In terms of actual foreclosures, black and Hispanic borrowers are nearly twice as likely to have already lost their homes. The data shows that for every 10,000 loans made to African Americans, 790 foreclosures were completed, compared to 769 for every 10,000 loans made to Latinos and 452 for every 10,000 loans made to whites. As a result of these home losses, $193 billion in wealth will be drained from the African American community between 2009 and 2012, while the Latino community will lose $180 billion during that same period. Civil rights groups are outraged.

"The findings in this report describe the devastating impact that the casino culture of Wall Street and the mortgage industry is having on communities of color," said Wade Henderson, president and CEO of the Leadership Conference on Civil and Human Rights, in a press release. "Instead of owning a piece of the American dream, these hardworking families have borne the brunt of an anything-goes regulatory system that has turned a blind eye toward predatory lending and the needs of vulnerable consumers, who may never recover the wealth they have lost. "

Irresponsible Lenders and Irresponsible Borrowers


CRL is often critical of the financial services industry, but its report underscores a trend the media has been reporting on for several years: Subprime lenders aggressively marketed their high interest and high fee loans to minorities. It's difficult to say how many of these borrowers should have gotten conventional 30-year mortgages.

It's also hard to say how many people deluded themselves into buying homes that they could not afford.
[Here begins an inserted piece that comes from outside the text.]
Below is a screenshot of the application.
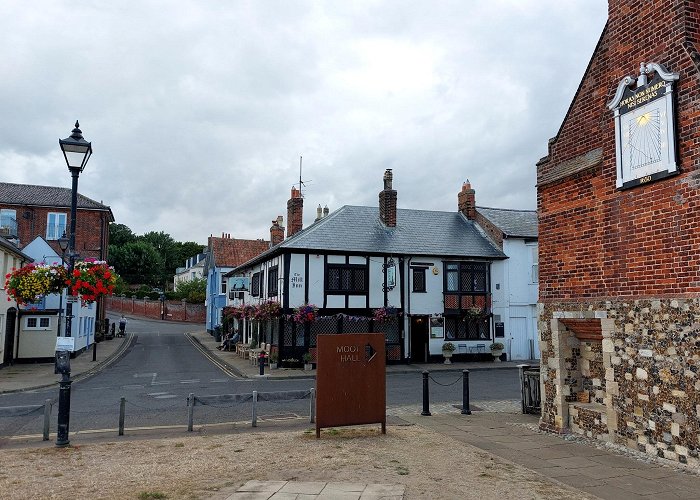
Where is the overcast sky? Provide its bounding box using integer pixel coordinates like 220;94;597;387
0;0;607;244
In that situation, though, it takes an irresponsible lender to give money to an irresponsible borrower. Some conservatives have claimed that banks made risky loans to minorities to meet the requirements of the Community Reinvestment Act, an argument that has been refuted by Slate's Daniel Gross among others.

This CRL data, which also shows that people living near foreclosed properties in minority communities have seen their home values drop by more than $350 billion, underscores the need for a strong Consumer Financial Protection Agency (CFPA) to be part of the financial reform legislation working its way through Congress, according to activists. Business groups oppose the creation of the CFPA, saying that it adds a needless layer of bureaucracy to the system.

How about doing something that works? The federal government's mortgage-modification program has been a dismal failure: Data has shown many participants in the program wind up defaulting on their loans anyway. Some banks, including Bank of America (BAC), are reducing the principals of underwater mortgages on homes that are worth less than their outstanding balance. But such reductions are not being done often enough, because financial services firms are worried that they would lead to massive write-downs. The U.S. foreclosure rate is slowly improving, but it remains too high.

Unfortunately, the only sure-fire cure for the housing crisis is for the unemployment rate to be lowered -- easier said than done.